Two Dartmouth residents fight back against hunger

Apr 7, 2016

Combatting hunger is not the easiest undertaking but the Dartmouth Grange took the time to commend two women for their tireless work in feeding the hungry.

On Tuesday, April 5, the Grange in honoring two Dartmouth residents with its annual Community Citizen Award. Susan Murray Wood of Apponaganset Farm and the Livestock Institute of Southern New England and UMass Dartmouth Senior Gabrielle Monteiro were honored because of their dedication to combating hunger and their commitment to expanding access to locally grown food.

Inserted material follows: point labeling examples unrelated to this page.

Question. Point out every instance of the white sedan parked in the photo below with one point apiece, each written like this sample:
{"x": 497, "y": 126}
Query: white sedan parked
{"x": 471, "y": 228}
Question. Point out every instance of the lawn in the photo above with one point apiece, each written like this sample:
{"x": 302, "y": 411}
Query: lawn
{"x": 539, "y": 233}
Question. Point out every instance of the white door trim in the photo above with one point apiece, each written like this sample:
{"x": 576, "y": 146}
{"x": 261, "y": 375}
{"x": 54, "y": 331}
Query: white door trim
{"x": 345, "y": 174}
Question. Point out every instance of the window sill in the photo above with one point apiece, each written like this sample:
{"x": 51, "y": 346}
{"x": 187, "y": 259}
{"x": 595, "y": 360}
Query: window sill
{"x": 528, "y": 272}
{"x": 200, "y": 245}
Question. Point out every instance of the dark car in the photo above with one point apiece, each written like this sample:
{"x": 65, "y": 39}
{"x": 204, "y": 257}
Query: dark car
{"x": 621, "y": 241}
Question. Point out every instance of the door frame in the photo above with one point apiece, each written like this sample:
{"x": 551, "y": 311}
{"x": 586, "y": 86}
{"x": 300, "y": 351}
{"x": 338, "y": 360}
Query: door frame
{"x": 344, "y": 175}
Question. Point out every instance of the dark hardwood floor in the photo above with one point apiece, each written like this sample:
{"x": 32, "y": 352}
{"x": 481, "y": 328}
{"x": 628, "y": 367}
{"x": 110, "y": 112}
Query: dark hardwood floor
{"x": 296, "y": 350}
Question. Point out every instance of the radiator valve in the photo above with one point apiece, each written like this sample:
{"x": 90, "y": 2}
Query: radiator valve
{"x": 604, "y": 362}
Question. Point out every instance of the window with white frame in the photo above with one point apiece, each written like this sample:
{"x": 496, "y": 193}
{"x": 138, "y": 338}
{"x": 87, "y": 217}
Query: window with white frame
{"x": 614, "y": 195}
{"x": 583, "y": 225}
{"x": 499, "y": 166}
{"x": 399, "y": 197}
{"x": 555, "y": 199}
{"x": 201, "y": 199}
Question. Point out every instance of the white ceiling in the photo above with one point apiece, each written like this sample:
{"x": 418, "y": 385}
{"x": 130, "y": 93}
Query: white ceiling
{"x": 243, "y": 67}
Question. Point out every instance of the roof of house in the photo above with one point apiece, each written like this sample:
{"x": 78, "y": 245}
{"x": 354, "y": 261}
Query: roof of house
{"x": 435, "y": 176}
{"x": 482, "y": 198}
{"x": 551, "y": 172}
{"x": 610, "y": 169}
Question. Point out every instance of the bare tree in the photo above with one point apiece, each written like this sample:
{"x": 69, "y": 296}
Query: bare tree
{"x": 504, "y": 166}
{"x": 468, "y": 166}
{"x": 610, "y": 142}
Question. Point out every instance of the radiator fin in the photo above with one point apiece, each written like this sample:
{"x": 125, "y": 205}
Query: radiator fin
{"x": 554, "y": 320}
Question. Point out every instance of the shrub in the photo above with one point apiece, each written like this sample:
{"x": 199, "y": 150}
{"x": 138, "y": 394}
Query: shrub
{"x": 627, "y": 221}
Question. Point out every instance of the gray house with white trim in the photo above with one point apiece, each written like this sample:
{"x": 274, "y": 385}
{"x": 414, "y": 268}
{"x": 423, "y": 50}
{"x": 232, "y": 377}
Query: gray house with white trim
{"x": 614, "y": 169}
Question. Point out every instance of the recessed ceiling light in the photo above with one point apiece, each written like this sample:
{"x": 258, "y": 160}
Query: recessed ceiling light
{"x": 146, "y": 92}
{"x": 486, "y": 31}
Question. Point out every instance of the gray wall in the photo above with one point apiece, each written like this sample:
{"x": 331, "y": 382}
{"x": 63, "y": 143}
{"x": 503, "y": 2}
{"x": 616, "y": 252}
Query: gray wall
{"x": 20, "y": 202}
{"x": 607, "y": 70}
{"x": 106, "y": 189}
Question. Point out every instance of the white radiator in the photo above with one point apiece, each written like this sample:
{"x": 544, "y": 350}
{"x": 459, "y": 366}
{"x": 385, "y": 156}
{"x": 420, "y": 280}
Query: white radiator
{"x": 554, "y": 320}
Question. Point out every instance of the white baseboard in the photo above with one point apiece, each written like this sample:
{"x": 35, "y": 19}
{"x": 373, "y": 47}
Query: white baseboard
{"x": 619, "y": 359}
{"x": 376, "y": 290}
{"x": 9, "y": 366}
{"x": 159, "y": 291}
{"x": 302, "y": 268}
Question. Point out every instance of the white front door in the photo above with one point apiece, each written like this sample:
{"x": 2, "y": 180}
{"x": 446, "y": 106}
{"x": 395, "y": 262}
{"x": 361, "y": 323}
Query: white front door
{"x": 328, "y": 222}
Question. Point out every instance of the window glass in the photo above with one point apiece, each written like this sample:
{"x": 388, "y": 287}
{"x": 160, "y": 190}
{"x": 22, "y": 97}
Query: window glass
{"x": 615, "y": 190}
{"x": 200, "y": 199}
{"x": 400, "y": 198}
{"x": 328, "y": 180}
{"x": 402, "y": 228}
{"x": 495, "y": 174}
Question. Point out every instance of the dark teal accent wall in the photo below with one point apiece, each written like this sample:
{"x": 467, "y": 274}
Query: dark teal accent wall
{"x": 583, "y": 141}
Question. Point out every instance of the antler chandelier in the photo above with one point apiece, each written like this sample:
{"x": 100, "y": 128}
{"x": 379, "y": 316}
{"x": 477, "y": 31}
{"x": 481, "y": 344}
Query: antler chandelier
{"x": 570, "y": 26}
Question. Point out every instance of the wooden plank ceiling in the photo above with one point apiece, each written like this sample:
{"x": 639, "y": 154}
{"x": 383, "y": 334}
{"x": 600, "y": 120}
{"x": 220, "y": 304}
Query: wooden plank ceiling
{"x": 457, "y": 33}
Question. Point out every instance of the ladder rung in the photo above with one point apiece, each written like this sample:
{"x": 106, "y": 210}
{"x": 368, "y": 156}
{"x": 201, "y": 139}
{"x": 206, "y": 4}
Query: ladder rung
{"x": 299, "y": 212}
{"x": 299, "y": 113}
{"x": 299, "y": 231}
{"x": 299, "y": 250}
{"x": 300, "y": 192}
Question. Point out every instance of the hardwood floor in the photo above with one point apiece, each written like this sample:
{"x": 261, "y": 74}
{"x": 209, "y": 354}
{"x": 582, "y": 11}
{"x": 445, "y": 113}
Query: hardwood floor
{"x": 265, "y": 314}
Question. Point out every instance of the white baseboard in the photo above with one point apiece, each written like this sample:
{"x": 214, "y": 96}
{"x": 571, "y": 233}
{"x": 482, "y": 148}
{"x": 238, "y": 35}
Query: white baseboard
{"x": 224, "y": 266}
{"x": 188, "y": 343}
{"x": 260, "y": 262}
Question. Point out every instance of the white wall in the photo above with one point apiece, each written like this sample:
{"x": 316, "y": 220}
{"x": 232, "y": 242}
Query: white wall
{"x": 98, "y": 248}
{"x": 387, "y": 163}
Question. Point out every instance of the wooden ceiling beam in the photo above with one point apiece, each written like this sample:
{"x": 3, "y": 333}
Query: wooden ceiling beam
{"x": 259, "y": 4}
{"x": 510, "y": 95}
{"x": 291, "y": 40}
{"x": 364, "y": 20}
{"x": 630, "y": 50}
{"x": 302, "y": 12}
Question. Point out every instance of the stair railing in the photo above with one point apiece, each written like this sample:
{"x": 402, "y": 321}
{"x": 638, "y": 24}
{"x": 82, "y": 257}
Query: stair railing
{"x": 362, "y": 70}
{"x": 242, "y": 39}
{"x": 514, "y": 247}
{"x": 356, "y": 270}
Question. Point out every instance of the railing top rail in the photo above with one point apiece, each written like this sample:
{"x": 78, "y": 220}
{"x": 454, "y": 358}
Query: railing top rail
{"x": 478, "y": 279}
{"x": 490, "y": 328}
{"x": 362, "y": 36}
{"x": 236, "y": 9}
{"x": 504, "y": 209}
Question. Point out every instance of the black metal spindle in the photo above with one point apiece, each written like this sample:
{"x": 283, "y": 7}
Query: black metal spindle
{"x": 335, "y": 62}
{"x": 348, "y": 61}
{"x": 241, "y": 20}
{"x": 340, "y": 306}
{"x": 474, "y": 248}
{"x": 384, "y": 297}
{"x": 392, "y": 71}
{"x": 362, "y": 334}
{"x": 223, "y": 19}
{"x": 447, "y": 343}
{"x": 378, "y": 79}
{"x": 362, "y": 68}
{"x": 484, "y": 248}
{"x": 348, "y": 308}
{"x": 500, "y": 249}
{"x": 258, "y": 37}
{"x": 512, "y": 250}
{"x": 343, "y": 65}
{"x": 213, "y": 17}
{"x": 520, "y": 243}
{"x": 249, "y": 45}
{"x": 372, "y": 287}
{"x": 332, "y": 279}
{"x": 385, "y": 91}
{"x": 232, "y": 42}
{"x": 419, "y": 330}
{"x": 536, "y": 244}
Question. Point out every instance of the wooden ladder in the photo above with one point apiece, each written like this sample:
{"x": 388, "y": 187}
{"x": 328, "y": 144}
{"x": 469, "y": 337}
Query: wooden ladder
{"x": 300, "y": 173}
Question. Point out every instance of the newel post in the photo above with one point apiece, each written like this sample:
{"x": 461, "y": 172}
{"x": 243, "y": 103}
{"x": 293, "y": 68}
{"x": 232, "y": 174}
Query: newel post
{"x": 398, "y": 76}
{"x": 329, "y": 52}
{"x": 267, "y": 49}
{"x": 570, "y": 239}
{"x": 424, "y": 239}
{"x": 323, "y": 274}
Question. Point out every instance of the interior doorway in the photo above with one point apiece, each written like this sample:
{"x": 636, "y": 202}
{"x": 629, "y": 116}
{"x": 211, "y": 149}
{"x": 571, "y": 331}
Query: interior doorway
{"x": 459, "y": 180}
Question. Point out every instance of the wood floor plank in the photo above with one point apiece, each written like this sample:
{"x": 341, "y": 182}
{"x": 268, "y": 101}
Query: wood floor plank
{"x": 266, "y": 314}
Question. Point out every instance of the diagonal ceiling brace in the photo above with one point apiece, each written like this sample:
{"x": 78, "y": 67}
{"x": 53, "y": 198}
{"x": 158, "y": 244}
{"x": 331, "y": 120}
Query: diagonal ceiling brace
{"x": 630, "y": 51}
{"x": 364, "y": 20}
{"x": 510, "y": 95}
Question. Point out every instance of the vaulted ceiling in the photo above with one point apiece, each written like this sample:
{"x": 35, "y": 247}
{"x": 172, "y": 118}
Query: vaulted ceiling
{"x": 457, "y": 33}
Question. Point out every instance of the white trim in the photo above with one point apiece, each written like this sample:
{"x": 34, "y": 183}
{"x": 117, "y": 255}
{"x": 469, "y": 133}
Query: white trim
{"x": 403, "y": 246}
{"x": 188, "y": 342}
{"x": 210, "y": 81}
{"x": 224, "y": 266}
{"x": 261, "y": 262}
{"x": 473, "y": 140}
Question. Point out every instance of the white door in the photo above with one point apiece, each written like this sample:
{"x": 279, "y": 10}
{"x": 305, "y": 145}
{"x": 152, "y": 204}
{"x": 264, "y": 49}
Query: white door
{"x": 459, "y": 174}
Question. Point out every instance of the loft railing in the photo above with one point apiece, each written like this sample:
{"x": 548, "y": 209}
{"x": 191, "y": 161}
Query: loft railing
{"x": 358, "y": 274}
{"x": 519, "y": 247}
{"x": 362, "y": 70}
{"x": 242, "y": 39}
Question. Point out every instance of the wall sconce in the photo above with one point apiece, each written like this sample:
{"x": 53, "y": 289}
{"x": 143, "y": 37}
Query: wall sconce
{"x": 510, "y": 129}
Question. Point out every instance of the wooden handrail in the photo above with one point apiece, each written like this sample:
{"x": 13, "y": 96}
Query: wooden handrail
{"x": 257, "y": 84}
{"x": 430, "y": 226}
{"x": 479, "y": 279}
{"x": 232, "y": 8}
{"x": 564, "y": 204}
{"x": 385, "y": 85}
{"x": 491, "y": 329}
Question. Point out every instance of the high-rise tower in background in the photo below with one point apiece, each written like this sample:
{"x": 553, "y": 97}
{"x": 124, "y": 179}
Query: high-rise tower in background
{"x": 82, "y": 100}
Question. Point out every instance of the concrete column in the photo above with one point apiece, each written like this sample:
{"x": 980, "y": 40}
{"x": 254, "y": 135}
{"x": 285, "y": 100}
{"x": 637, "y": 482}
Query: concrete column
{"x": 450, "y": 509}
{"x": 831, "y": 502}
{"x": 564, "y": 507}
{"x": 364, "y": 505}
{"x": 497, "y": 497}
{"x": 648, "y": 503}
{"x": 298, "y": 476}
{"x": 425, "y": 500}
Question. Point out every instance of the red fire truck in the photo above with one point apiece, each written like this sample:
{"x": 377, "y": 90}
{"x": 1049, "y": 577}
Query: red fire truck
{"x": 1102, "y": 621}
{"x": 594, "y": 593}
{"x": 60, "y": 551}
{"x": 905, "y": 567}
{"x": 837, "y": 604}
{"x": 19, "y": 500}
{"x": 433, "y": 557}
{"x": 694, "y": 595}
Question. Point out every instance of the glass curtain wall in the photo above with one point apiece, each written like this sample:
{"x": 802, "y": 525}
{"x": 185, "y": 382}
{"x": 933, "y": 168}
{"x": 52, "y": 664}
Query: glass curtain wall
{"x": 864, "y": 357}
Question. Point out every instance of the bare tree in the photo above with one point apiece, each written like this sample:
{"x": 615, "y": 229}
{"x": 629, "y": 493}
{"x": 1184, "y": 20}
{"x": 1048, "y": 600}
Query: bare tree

A native of Dartmouth, Wood has worked in sustainable agriculture for seven years with livestock and vegetable farms. She currently serves as the Association Manager of the Livestock Institute of Southern New England and is a co-owner and farmer at Apponagansett Farm along with her husband, Tony Wood.

"Everyone should have access to high-quality, locally grown food regardless of where they live or their economic status,” Wood said. She is committed to eliminating socio-economic barriers to local sustainably grown food.

Susan and Tony reached out to local non-profit organizations to initiate a subsidized CSA program for low income residents in the city of New Bedford. In 2015, the program served 20 people. In 2016, it will serve about 50 now that other area farms have joined the project

At the ceremony, Jamie Jacquart, the UMass Dartmouth Assistant Director of Campus and Community Sustainability, lauded Monteiro for her accomplishments and discussed her multiple feats against hunger.

Monteiro has been “the driving engine behind UMD Grows, UMD Hunger Initiative and the UMass Dartmouth Food Pantry,” said English Professor Anica Cox. Monteiro, a political science major with a minor in sustainability, is the co-founder and president of the UMass Dartmouth Hunger Initiative. The organization is dedicated to identifying and mapping out the cause of food insecurity and develop community-driven food justice gardens with a focus on the key principles of permaculture: care for people, care for the earth and care for surplus.

Monteiro is also active in the UMass food pantry which addresses the food security needs of the often overlooked UMass student population and UMD Grows as a "hands on" research intern alongside permaculturist Lydia Sylvia.

The honorees received certificates and an engraved  model of the Grange Hall from Dartmouth Grange President, Allen Manley, Jr.